I think we've got a good bit of the "how" correct -- when we do it right.  But lately we've been largely locked into worshiping in the sort of place that our founding Friends railed against -- a set building.  A "steeple-house" as Fox referred to the churches of his day.  I wonder what he would say about our meetinghouses today?  True, few of them have steeples, per se, but have they become a hindrance rather than a help in being Friends?

Now I admit, I truly love our little meetinghouse.  There's comfort there.  Community there.  Deep worship there.  But I also note that there are few visitors there.

And so when I read the NPR article, I remembered John Camm and John Audland preaching where ever they could -- including the pubs of the day.  They went to where the great people to be gathered were already gathering.

Hmmm, that's a thought.  To take the Quaker way to places where people who would be sympathetic to our way of faith and life are already present or disposed to visit.  "Quakers at the Co-op"?  "Spirit at Starbucks" (whilst Starbucks may not be thrilled w/ a bunch of coffee-swilling Quakers, that's who they're named for (Starbuck in "Moby Dick")?  "Silence and Shots" at the local craft distillery?  Well, we're probably not ready for that or to serve Old Quaker Whiskey.

But what are we ready for?  And where are we ready for?  Is it time to go where "they" are rather than wait for "them" to come to where we are?  Where we are may be fine for us already gathered.  In fact, it may be the perfect place from which to launch an outreach effort at the natural foods cafe, jazz club, playhouse, bookstore, etc.  And where we are may be ideal for folks who are attracted to the Quaker way through our efforts at those public places -- it may be just perfect for entering a loving, caring, worshipful community of faith and going deeper spiritually.

Where is Spirit calling you?

-- Brent


Julie said...

When we do it write?

Brent Bill said...

That, too.

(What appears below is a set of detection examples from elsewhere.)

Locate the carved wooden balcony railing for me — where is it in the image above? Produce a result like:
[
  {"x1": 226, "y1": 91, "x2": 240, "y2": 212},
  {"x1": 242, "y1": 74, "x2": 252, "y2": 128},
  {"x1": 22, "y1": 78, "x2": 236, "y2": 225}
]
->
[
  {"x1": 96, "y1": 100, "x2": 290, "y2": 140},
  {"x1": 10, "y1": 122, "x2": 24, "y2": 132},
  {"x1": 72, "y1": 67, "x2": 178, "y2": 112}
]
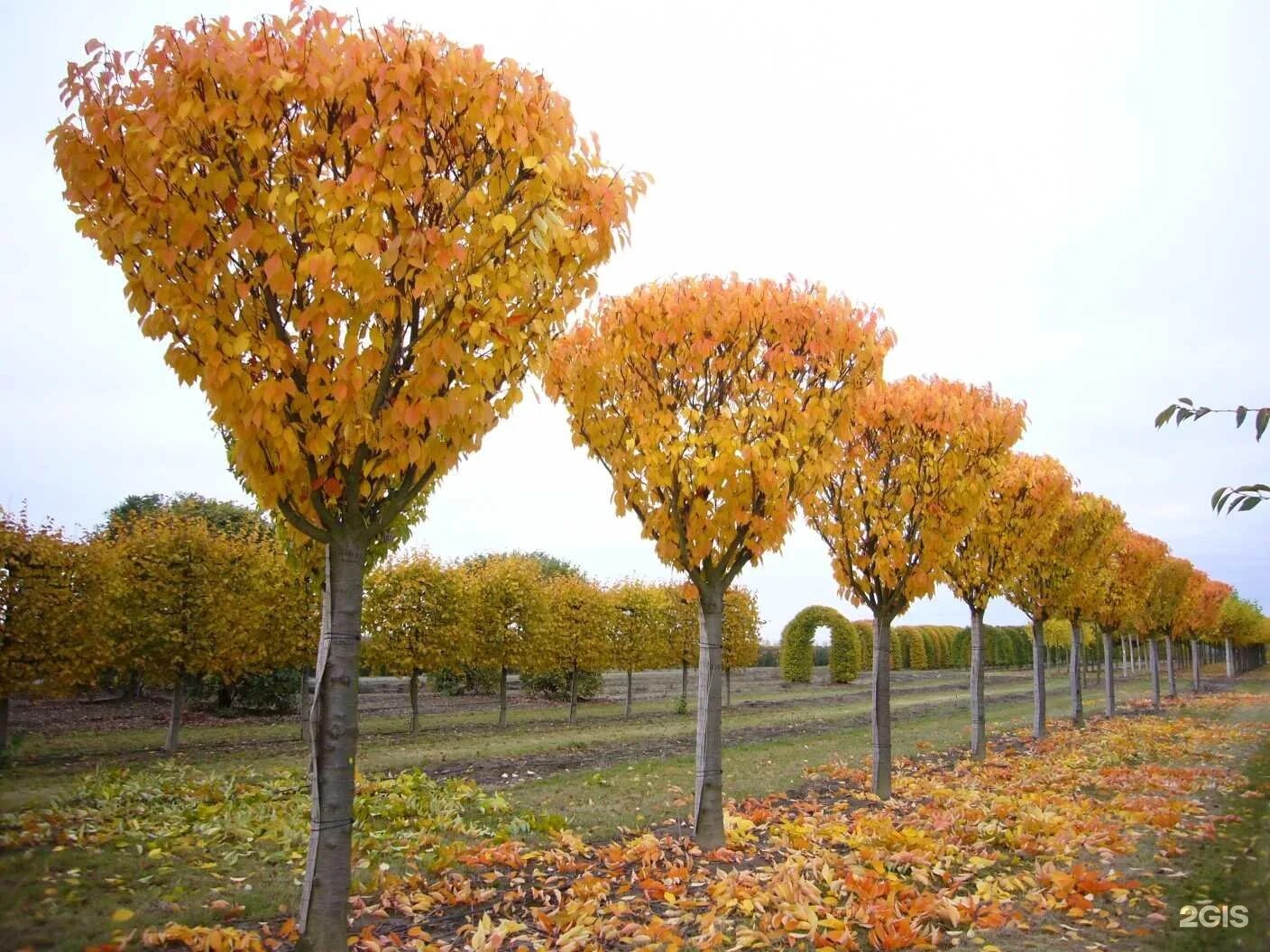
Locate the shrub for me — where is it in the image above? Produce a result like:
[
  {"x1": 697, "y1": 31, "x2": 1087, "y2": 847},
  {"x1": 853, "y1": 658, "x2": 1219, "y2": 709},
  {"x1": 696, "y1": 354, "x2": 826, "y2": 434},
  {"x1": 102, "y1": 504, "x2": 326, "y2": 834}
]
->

But meant "right" of course. One should never be thinking of a writing project while righting. I mean writing. ;-)

Bill Samuel said...

This is something we are struggling with in Friends of Jesus. We think pubs, coffee shops and the like are good venues, and probably will use them for certain types of gatherings. However, they don't seem well suited for waiting worship.

One thing that needs to be considered is that we do need different types of gatherings. This is actually something that early Friends understood. In addition to the "silent assemblies of God's people" (Robert Barclay's words), they had "threshing meetings" which were a form of evangelistic meeting and probably didn't feature much silence.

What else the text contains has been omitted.